R or Python? Python or R? The ongoing debate.

On every SQL community event, where there could be a cluster of sessions dedicated to BI or analytics, I would have people asking me, “which one would you recommend?” or “which one I  prefer?”

2018-01-28 15_15_13-Edit Post ‹ TomazTsql — WordPress.com

So, questions about recommendation and preferences are in my opinion the hardest one. And not that I would know my preferences but because you are inadvertently creating someone’s taste or preferences by imposing yours. And expressing taste through someone else taste is even harder.

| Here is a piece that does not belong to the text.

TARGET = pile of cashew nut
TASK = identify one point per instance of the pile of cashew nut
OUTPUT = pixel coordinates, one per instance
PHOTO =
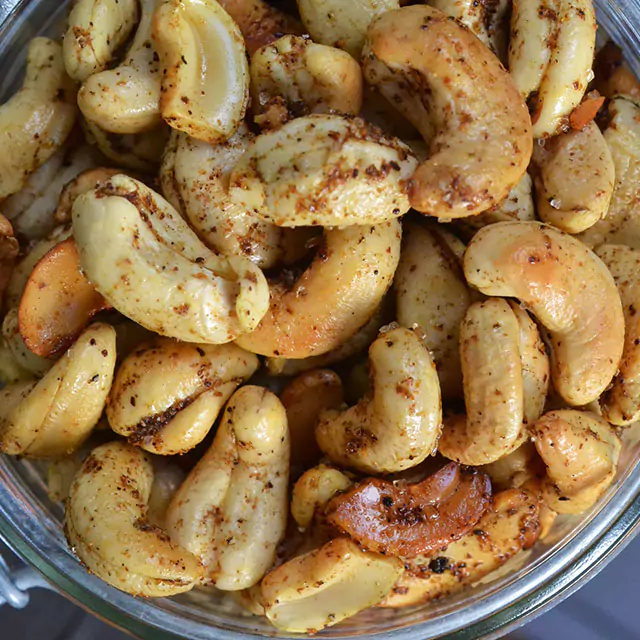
(328, 309)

My initial reaction is a counter-question, why are you asking this? Simply because my curiosity goes beyond the question of preferring A over B, respectively.  And most of the time, the answer I get is, “because everyone is asking this question” or “because someone said this and the other said that”. In none of the cases, and I mean literally in none, I got the response (the one I would love to get) back like “we are running this algorithm and there are issues…” or “this library suits us better…”. So the community is mainly focused on asking themselves which one is better, instead of asking, can R / Python do the job. And I can assure you, that both can do the job! Period.

Image I ask you, would you prefer Apple iPhone over Samsung Galaxy, respectively? Or if I would ask you, would you prefer BMW over Audi, respectively? In all the cases, both phones or both cars will get the job done. So will Python or R, R or Python. So instead of asking which one I prefer, ask your self, which one suits my environment better? If your background is more statistics and less programming, take R, if you are more into programming and less into statistics, take Python; in both cases you will have faster time to accomplish results with your preferred language. If you ask me, can I do gradient boosting or ANOVA or MDS in Python or in R, the answer will be yes, you can do both in any of the languages.

Important questions are therefore the one that will give you fast results, easier adaptation and adoption, will give a better fit into your environment and will have less impact on your daily tasks.

Some might say, R is a child’s play language, while Python is a real programming language. Or some might say, Python is so complex and you have to program everything, whereas in R, everything is ready. And so on and on. All these allegations have some truth, but to fully understand them, I guess one needs to understand the background of the people saying this.  Obviously, Python in comparison to R is more general purpose scripting and programming language, therefore the number of packages is 10x higher, when compared to R. And both come with variety of different packages, giving users a specific functions, classes and procedures to execute their results. R on the other hand has had it’s moment in past couple of years and the community grew rapidly, whereas Python community is in it’s steady phase.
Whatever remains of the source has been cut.